From 88d03d436073f7fb7e41175da6289b727088f03b Mon Sep 17 00:00:00 2001
From: Stephan Porada <sporada@techfak.uni-bielefeld.de>
Date: Wed, 12 Feb 2020 13:46:43 +0100
Subject: [PATCH] Add function to check the encoding of input text files.

---
 nlp       | 15 +++++++++++++--
 spacy_nlp | 14 +++++++++++++-
 2 files changed, 26 insertions(+), 3 deletions(-)

diff --git a/nlp b/nlp
index e4156d4..74cd2b2 100755
--- a/nlp
+++ b/nlp
@@ -41,6 +41,15 @@ def parse_arguments():
                         dest='zip',
                         help='package result files in zip bundles',
                         required=False)
+    parser.add_argument('--check-encoding',
+                        action='store_true',
+                        default=False,
+                        dest="check_encoding",
+                        help='''if used the nlp process will know hat the encoding of 
+                        the input files is unkown and thus != utf-8. The process will
+                        try to determine the encoding of the input files and use this.

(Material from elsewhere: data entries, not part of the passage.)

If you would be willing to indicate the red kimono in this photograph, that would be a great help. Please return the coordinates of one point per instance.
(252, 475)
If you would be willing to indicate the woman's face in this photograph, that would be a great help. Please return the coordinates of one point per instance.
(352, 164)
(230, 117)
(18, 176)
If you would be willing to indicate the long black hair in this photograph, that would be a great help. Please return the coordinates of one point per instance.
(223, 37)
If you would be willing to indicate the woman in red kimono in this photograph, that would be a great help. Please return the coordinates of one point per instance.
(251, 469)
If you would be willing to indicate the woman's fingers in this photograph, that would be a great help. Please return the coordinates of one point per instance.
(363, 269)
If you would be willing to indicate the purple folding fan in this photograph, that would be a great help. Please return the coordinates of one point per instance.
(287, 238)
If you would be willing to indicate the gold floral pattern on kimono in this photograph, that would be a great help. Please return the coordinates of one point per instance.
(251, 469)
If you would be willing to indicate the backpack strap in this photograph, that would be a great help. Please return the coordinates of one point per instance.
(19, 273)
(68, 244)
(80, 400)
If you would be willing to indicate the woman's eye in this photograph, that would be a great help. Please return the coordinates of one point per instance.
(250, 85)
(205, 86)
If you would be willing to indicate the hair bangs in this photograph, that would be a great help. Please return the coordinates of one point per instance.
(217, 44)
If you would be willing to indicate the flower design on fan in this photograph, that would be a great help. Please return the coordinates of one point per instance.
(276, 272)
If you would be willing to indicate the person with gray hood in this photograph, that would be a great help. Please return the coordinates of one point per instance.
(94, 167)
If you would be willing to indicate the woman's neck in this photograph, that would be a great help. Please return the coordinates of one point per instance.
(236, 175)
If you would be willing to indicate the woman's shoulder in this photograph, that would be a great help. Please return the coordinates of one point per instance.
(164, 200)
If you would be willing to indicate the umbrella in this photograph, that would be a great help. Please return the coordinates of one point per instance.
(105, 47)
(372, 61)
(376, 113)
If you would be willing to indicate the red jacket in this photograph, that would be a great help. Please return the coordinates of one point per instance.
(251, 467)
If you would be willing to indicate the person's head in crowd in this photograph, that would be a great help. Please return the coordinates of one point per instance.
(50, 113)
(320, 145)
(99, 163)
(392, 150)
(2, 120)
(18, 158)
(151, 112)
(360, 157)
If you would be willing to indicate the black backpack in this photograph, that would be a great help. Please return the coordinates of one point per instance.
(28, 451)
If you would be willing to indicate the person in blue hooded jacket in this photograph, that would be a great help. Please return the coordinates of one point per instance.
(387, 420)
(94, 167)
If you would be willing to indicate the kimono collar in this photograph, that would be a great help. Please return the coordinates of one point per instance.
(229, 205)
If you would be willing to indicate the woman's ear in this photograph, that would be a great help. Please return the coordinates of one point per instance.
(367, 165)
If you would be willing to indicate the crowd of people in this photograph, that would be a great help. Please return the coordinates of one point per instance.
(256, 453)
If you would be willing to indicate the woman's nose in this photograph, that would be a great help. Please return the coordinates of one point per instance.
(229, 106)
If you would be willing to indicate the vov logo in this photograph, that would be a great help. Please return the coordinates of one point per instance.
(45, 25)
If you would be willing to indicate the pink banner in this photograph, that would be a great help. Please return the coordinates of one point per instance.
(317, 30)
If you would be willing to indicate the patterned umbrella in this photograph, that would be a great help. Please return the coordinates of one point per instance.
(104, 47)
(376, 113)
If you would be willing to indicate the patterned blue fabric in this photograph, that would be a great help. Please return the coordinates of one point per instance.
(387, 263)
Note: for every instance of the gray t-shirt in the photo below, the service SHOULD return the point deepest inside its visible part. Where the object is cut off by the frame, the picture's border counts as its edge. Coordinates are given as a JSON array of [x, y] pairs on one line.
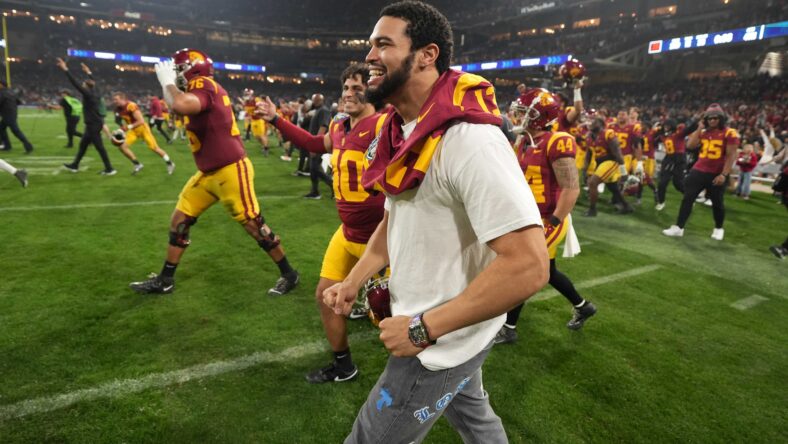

+                        encoding.'''
+                        )
     return parser.parse_args()
 
 
@@ -51,6 +60,7 @@ class NLPWorkflow(WorkflowRunner):
         self.n_cores = args.n_cores
         self.output_dir = args.output_dir
         self.zip = args.zip
+        self.check_encoding
 
     def workflow(self):
         if len(self.jobs) == 0:
@@ -82,10 +92,11 @@ class NLPWorkflow(WorkflowRunner):
             max(1, int(self.n_cores / len(self.jobs)))
         )
         for index, job in enumerate(self.jobs):
-            cmd = 'spacy_nlp -l "{}" "{}" "{}"'.format(
+            cmd = 'spacy_nlp -l "{}" "{}" "{}" "{}"'.format(
                 self.lang,
                 job['path'],
-                os.path.join(job['output_dir'], job['name'] + '.vrt')
+                os.path.join(job['output_dir'], job['name'] + '.vrt',
+                if self.check_encoding "--check-encoding" else "")
             )
             nlp_jobs.append(
                 self.addTask(
diff --git a/spacy_nlp b/spacy_nlp
index 0844ad1..1cb4ac4 100755
--- a/spacy_nlp
+++ b/spacy_nlp
@@ -17,6 +17,11 @@ parser.add_argument('-l',
                     dest='lang',
                     required=True)
 parser.add_argument('o', metavar='vrt-destfile')
+parser.add_argument('--check-encoding',
+                    default=False,
+                    action='store_true',
+                    dest='check_encoding'
+                    )
 args = parser.parse_args()
 
 SPACY_MODELS = {'de': 'de_core_news_sm',
@@ -31,9 +36,16 @@ SPACY_MODELS = {'de': 'de_core_news_sm',
 # Set the language model for spacy
 nlp = spacy.load(SPACY_MODELS[args.lang])
 
+# Try to determine the encoding of the text in the input file
+if args.check_encoding:
+    with open(args.i, "rb") as input_file:
+        bytes = input_file.read()
+        encoding = chardet.detect(bytes)['encoding']
+else:
+    encoding='utf-8'
 # Read text from the input file and if neccessary split it into parts with a
 # length of less than 1 million characters.
-with open(args.i) as input_file:
+with open(args.i, encoding=encoding) as input_file:
     text = input_file.read()
     texts = textwrap.wrap(text, 1000000, break_long_words=False)
     text = None